Zabriskie Point Badlands, Morning Snow on the Panamint Range

Zabriskie Point Badlands, Morning Snow on the Panamint Range
Zabriskie Point Badlands, Morning Snow on the Panamint Range

Zabriskie Point Badlands, Morning Snow on the Panamint Range. Death Valley National Park, California. February 20, 2010. © Copyright G Dan Mitchell – all rights reserved.

Morning light on fresh snow on the summit of the Panamint Range with Zabriskie Point Badlands in the foreground, Death Valley National Park.
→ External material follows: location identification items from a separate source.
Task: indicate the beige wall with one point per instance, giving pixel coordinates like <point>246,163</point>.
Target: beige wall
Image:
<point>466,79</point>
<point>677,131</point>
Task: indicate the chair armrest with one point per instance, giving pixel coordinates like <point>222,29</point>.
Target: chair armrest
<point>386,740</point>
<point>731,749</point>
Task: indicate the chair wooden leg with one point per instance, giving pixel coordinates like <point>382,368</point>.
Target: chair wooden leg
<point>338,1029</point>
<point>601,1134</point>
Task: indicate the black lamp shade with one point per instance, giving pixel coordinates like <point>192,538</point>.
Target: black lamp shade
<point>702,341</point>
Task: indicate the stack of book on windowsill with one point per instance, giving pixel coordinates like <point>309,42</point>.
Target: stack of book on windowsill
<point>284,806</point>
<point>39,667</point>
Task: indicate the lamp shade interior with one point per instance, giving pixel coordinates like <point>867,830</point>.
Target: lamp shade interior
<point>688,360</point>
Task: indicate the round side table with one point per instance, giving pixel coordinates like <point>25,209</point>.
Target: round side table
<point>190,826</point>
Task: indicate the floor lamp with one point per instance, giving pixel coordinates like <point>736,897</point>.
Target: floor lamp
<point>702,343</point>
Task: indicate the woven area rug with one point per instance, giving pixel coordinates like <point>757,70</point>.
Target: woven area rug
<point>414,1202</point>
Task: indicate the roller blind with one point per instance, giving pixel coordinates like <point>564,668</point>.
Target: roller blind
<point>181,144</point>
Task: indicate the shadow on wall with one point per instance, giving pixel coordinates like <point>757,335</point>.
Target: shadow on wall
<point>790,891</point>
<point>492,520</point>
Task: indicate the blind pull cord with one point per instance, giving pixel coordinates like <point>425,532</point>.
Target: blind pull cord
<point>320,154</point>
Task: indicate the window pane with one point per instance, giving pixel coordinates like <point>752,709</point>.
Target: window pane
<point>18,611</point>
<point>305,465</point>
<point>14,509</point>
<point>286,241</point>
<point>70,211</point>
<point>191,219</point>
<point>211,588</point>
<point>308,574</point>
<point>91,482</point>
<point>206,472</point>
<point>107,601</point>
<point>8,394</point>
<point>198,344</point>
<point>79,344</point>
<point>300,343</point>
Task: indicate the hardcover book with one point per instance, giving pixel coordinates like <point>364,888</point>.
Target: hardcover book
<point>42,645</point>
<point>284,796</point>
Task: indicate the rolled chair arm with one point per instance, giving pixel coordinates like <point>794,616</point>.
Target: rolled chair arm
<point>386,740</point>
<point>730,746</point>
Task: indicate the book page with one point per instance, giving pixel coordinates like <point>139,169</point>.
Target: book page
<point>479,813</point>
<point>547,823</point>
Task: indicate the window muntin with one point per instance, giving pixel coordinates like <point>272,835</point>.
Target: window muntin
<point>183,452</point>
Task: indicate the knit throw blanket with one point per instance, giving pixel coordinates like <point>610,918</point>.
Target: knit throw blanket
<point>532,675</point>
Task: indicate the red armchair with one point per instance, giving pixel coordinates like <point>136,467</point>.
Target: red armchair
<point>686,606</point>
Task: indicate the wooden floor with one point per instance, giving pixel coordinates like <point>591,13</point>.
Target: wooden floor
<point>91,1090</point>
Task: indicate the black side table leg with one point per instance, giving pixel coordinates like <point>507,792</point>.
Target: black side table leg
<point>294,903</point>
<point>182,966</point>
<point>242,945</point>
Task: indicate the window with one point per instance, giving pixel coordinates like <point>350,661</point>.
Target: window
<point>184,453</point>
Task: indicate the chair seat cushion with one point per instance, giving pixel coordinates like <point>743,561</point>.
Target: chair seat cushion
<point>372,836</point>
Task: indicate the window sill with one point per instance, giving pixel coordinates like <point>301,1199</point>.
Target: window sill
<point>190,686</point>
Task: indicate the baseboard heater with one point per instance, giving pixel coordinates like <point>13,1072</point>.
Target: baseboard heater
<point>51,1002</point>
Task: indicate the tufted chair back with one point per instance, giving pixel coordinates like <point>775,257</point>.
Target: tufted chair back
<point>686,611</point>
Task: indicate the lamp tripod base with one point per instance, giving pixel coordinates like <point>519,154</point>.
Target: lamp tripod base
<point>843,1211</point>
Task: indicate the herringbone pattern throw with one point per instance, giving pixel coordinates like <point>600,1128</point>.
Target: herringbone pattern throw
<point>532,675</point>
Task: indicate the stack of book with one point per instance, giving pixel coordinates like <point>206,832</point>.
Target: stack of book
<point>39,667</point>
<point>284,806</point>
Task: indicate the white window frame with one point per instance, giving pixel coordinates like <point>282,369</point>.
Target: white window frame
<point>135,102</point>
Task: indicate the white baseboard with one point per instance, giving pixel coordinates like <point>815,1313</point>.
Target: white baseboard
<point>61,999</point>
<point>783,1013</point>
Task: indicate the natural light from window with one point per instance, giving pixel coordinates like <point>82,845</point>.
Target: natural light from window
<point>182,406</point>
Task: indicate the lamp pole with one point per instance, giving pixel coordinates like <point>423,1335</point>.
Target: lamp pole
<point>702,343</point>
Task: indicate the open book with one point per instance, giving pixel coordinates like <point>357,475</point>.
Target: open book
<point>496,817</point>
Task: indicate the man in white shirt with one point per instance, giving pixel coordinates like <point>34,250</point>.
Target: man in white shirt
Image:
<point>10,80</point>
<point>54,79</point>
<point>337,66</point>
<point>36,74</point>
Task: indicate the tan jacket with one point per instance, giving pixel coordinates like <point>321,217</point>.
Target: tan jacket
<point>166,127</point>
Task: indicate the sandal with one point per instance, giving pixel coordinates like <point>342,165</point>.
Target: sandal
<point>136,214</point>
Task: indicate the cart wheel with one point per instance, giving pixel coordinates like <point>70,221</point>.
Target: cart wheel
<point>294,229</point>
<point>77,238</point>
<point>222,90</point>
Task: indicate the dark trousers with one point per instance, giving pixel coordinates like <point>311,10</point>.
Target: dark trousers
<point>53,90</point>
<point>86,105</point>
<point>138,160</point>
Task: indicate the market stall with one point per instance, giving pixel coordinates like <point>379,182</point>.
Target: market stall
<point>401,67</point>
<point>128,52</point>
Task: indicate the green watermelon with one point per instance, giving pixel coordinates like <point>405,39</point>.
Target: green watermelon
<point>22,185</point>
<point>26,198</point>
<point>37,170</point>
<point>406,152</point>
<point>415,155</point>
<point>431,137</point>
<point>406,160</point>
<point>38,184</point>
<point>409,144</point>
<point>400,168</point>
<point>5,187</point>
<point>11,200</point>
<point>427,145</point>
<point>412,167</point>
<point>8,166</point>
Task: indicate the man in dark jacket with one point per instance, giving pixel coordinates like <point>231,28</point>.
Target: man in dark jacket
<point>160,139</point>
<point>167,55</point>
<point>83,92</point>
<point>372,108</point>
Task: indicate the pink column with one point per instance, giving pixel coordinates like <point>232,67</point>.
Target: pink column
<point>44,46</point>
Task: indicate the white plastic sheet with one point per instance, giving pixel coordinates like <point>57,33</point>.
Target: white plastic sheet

After getting being frustrated by falling snow earlier in the morning when I tried to photograph dawn at Dantes View I headed back down to lower terrain. (Although I was not successful in photographing at Dantes View and, in fact, turned back before the summit in dense clouds and falling snow, it was quite an interesting visit!) I stopped along the way and made some photographs before arriving at Zabriskie Point.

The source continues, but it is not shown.